Multi-Lingual Broadcast News Retrieval

In this notebook paper we describe the technical details of the submissions to TRECVID 2006 from CMU Informedia team. We participated in the high-level feature extraction and the search (automatic and interactive) tasks. Our emphasis is on various techniques used for the search task, where our interactive runs won the first place in the interactive track and our automatic runs are also among the top performers in the automatic track. 1 High-level feature extraction We submitted 6 runs for TRECVID 2006 high level feature evaluation, as shown in Table 1. There were 61901 labeled shots for the 39 concepts of the LSCOM-Lite set. We split those labeled shots into a training set (45963 shots) and a fusion set (15938 shots). We use the training set to train our baseline classifiers based on various combinations of low-level features. Support vector machines (SVM) with radial basis kernel function (RBF) are used in the training of baseline classifiers.

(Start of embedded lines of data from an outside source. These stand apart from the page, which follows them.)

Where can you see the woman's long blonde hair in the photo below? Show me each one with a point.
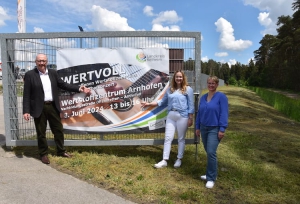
(184, 83)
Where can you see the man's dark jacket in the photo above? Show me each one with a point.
(33, 96)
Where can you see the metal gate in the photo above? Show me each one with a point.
(18, 52)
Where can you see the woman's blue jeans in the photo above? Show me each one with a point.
(209, 135)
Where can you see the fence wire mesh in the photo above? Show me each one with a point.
(18, 56)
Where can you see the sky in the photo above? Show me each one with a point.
(230, 29)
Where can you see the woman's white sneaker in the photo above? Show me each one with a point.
(210, 184)
(177, 163)
(161, 164)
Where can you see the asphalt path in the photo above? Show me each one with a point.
(26, 180)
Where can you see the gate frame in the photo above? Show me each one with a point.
(12, 112)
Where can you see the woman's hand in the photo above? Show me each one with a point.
(144, 104)
(221, 135)
(198, 133)
(190, 122)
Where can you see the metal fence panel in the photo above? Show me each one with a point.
(19, 51)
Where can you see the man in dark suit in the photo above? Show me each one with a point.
(41, 101)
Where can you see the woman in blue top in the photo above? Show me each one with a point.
(212, 121)
(180, 100)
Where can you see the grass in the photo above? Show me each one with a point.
(259, 162)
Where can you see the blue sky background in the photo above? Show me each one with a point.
(230, 29)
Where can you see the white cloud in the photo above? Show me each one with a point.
(3, 16)
(83, 7)
(221, 54)
(263, 19)
(148, 11)
(158, 27)
(227, 39)
(271, 10)
(204, 59)
(105, 20)
(170, 17)
(232, 62)
(38, 30)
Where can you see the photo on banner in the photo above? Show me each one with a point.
(119, 80)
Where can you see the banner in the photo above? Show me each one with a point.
(119, 79)
(21, 16)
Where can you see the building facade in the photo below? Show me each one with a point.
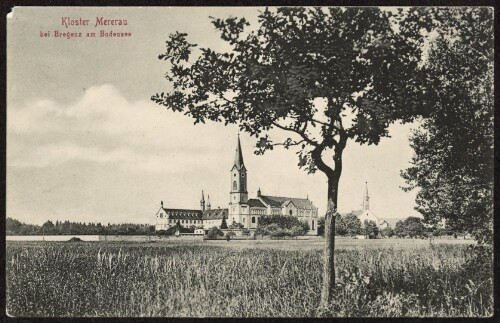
(241, 209)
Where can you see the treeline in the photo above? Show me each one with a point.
(15, 227)
(412, 227)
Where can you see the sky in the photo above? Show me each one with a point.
(85, 142)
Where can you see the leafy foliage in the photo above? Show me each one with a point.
(214, 232)
(283, 221)
(15, 227)
(352, 224)
(453, 160)
(274, 75)
(370, 229)
(236, 225)
(223, 224)
(411, 226)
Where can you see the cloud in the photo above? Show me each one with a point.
(103, 127)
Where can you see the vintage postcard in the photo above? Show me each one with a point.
(249, 162)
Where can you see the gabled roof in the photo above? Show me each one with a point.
(215, 214)
(356, 213)
(183, 214)
(278, 201)
(392, 221)
(255, 203)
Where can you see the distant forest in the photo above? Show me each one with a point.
(15, 227)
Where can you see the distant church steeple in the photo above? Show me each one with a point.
(238, 191)
(238, 158)
(202, 202)
(366, 198)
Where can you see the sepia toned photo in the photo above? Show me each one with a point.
(249, 162)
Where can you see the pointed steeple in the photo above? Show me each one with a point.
(238, 158)
(202, 201)
(366, 198)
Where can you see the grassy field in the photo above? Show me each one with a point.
(260, 278)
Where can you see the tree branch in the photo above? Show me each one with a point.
(307, 139)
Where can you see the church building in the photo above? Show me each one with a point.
(241, 209)
(366, 214)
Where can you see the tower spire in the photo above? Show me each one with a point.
(202, 201)
(238, 158)
(366, 198)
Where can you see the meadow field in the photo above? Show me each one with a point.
(259, 278)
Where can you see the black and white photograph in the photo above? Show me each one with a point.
(249, 162)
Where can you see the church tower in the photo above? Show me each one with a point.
(238, 191)
(366, 199)
(202, 202)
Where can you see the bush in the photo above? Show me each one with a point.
(236, 226)
(229, 235)
(283, 221)
(214, 232)
(280, 233)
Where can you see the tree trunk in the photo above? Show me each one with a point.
(329, 249)
(333, 175)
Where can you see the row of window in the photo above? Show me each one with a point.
(184, 221)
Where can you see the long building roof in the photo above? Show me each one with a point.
(279, 201)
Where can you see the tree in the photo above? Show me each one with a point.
(322, 76)
(414, 226)
(223, 225)
(453, 149)
(352, 224)
(370, 229)
(297, 231)
(229, 235)
(283, 221)
(321, 226)
(400, 230)
(387, 232)
(237, 226)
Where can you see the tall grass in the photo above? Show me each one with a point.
(120, 279)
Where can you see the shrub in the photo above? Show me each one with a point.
(236, 225)
(229, 235)
(214, 232)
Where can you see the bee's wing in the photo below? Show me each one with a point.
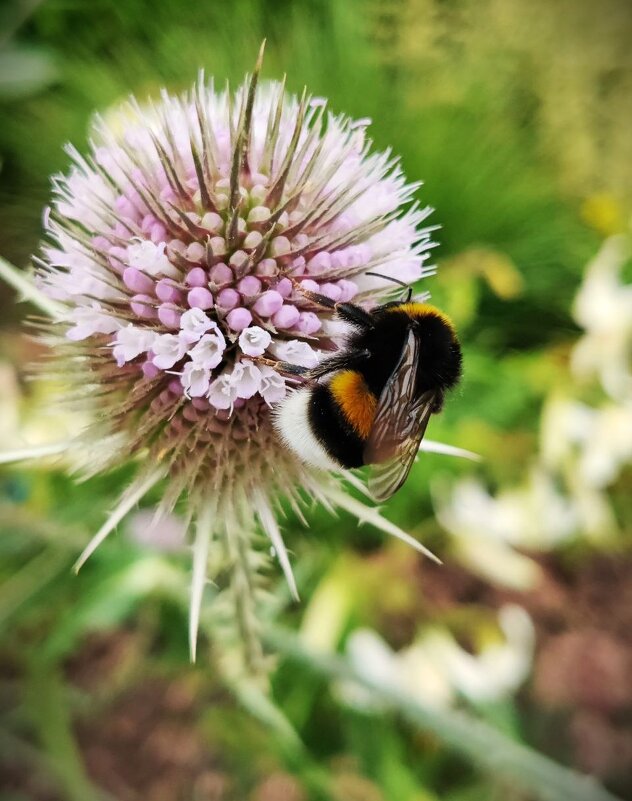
(399, 425)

Based on our experience, the parameter setting of SVM is critical to the performance. Therefore, we perform linear search of the parameter space using cross-validation to find the optimal parameters for each concept in the training set, particularly the gamma parameter in the kernel function and the cost parameter. In Run 1, using the optimal parameter setting achieves an average of 27% improvement (0.2633 to 0.3352) over the default setting in terms of the mean average precision (MAP) metric on the 39 concepts in the cross-validation experiment.